Voici la suite et la fin de ma nouvelle Crash Test. Vous pouvez lire le premier épisode ici: Crash Test – Épisode 1.
J’eus soudain une sensation de vertige. Mon regard s’était porté vers le ciel, au-delà de l’entrepôt qui fermait l’extrémité de la cour. Une gigantesque structure de métal s’élevait dans les airs. Dans un recoin de mon esprit, des images défilaient, alors que je comparais cette installation hors-norme avec les informations dans ma base de connaissance. La correspondance la plus proche était un manège situé dans un parc d’attraction du New Jersey. 139 m. Le géant de métal face à moi frôlait les 200 m.
Malgré cette différence, je compris ce qui nous attendait ; nous allions vivre une expérience extrême, en testant un manège démesuré, un grand-huit, le plus grand jamais construit. Comment cette construction torturée pouvait-elle tenir debout ? Elle semblait tellement frêle ! Je tentais de suivre le cheminement probable d’un wagon sur les rails, mon malaise s’accentua. Je n’avais jamais rien ressenti de tel. Était-ce de la peur ?
J’entendis mes camarades pester. Le robot qui s’était confié durant le trajet s’était placé à côté de moi. Je le sentis faiblir. S’il avait pu, il serait devenu pâle comme un linge. Nous avions sympathisé durant le voyage. Il cherchait un soutien.
Je détournais notre attention de la source de notre anxiété :
— J’ai choisi de m’appeler Ralph. Et toi ?
Je lui tendais une main, comme font les humains. Il ne bougea pas.
— Euh, je n’y ai jamais réfléchi.
— Ça te va si je t’appelle Diego ?
— Va pour Diego.
J’espérais un moment de répit avant que nos gardiens nous lancent dans notre prochaine batterie de tests. Je me trompais. Un homme rejoignit le groupe, peut-être le chef du centre et nous intima de nous diriger vers l’entrepôt.
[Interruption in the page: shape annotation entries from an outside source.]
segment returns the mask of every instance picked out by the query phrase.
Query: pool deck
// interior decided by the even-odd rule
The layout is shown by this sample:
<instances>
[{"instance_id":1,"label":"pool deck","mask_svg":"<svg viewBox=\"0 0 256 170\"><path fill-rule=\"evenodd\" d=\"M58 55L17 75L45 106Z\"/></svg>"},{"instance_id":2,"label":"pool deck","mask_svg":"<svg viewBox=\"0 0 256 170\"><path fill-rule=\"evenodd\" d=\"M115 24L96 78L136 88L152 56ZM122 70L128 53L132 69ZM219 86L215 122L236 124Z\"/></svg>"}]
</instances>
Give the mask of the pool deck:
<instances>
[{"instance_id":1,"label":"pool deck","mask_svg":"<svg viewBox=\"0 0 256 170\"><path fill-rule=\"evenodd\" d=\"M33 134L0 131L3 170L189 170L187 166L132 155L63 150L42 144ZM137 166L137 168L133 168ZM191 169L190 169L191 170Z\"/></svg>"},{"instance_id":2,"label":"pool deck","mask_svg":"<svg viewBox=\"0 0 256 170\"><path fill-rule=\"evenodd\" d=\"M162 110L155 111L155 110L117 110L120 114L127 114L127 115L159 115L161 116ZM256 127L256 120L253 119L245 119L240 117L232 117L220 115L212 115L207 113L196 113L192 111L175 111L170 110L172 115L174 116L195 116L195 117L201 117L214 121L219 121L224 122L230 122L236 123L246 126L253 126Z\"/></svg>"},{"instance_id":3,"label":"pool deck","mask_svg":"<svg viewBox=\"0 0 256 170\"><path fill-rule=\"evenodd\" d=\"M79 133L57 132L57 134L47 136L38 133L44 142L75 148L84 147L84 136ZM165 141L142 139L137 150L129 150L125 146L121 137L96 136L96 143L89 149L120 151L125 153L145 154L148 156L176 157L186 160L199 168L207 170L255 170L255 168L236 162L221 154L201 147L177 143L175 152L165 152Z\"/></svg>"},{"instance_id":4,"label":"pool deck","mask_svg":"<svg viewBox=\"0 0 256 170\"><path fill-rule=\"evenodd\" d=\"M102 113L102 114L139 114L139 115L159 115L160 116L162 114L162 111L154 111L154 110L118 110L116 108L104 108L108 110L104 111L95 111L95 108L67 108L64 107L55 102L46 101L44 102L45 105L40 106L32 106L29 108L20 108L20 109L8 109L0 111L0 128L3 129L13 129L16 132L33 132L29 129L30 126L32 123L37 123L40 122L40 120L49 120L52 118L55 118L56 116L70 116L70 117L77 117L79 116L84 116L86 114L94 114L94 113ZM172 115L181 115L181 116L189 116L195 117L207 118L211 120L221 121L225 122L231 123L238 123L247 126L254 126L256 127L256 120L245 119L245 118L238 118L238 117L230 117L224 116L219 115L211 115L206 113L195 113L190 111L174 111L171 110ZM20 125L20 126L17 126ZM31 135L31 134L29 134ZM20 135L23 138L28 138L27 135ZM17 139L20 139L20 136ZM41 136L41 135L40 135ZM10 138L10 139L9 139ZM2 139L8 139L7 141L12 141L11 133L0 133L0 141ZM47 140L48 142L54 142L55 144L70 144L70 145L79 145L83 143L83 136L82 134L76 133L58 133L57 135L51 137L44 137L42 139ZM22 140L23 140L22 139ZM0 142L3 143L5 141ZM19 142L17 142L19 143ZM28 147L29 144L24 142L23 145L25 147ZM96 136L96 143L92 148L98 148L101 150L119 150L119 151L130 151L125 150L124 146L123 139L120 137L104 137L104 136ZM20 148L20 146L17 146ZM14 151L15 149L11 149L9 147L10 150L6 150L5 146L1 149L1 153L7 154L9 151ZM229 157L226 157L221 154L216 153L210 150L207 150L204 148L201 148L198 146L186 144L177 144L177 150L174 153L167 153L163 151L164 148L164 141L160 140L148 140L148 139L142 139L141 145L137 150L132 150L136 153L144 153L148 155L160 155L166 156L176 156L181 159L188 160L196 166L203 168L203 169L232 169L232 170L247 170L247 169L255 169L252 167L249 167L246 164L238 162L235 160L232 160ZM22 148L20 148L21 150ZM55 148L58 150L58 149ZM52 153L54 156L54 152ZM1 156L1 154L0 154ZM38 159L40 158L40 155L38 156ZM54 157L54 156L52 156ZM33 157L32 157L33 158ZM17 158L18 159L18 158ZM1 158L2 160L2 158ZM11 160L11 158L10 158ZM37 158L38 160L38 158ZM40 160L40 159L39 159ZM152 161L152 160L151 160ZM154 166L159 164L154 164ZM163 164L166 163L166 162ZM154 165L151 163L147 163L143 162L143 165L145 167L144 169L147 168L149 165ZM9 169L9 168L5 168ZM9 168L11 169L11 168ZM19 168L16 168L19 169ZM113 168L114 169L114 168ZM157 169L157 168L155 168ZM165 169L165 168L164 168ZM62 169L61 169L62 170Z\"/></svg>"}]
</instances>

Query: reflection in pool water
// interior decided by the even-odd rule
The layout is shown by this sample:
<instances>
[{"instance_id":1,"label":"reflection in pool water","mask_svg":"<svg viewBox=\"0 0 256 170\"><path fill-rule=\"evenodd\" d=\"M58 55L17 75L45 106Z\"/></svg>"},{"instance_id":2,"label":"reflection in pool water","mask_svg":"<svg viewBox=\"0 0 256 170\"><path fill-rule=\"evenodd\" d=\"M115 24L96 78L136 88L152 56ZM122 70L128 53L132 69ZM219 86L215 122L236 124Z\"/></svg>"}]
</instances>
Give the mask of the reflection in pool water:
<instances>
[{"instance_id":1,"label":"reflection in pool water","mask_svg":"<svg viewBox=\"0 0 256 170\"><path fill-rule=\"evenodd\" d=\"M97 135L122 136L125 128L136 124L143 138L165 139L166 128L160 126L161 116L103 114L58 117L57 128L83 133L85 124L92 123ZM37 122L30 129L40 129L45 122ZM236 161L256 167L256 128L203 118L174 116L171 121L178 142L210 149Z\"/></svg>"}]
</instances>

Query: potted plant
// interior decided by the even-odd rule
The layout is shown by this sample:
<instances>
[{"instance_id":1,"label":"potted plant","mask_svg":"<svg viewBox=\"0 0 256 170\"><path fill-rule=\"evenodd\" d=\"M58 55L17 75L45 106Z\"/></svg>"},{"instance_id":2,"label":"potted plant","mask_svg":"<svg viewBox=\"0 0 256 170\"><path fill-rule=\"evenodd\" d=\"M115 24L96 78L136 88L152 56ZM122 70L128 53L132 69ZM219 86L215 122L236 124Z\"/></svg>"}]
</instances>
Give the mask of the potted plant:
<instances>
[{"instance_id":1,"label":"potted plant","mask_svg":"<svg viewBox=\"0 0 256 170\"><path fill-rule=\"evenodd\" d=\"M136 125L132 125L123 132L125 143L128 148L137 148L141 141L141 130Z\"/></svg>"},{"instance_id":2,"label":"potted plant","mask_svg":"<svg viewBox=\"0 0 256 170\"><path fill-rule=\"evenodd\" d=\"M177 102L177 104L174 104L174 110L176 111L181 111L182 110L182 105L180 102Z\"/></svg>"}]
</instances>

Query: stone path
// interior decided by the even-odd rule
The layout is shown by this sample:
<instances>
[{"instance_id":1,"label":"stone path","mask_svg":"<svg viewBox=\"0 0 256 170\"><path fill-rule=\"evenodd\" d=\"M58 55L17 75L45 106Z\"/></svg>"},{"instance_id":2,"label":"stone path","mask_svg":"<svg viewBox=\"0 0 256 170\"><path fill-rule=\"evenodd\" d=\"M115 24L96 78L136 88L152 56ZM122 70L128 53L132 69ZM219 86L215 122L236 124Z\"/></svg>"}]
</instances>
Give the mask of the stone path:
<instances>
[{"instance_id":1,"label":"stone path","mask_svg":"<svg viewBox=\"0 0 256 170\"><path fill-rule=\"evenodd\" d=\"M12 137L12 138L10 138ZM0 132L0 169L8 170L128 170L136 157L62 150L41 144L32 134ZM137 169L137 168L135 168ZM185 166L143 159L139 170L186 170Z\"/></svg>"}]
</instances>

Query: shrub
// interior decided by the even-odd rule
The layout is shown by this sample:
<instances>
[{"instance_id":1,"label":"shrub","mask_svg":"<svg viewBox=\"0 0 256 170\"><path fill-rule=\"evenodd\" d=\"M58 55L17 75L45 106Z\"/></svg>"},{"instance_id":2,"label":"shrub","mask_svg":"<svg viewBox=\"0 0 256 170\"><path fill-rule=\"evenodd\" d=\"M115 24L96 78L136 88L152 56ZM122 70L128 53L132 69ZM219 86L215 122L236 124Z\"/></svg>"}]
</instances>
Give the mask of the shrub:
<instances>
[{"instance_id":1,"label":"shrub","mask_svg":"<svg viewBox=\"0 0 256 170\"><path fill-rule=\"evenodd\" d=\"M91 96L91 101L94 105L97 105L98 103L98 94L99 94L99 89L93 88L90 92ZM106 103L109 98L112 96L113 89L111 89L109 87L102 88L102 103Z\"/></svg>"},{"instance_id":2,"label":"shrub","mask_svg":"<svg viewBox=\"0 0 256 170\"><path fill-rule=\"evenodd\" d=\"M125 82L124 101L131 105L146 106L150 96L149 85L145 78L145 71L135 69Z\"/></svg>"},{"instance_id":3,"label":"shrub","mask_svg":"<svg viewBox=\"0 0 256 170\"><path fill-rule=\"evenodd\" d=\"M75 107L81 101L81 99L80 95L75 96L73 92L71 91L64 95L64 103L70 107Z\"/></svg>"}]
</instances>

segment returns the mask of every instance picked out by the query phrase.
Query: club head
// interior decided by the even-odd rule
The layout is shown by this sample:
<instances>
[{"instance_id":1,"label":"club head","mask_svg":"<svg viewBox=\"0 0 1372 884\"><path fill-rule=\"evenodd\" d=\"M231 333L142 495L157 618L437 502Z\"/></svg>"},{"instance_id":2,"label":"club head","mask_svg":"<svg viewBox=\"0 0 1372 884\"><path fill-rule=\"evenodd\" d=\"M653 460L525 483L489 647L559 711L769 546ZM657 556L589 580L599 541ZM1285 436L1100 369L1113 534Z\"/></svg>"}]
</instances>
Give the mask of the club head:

Nous traversâmes la cour d’un pas lourd, sans un mot. Nous passâmes la porte au centre pour entrer dans le bâtiment. Le lieu était mal éclairé. Des outils traînaient sur le sol. Un wagonnet de manège posé sur le flanc attendait d’être réparé. À l’évidence son mécanisme d’attache s’était rompu. La carcasse avait dû se détacher et finir au sol car elle était bien endommagée.
Le reste de l’espace était étonnamment vide. À l’extrémité du bâtiment qui s’étirait en longueur, à 96 m, nous pouvions deviner les rails du grand-huit.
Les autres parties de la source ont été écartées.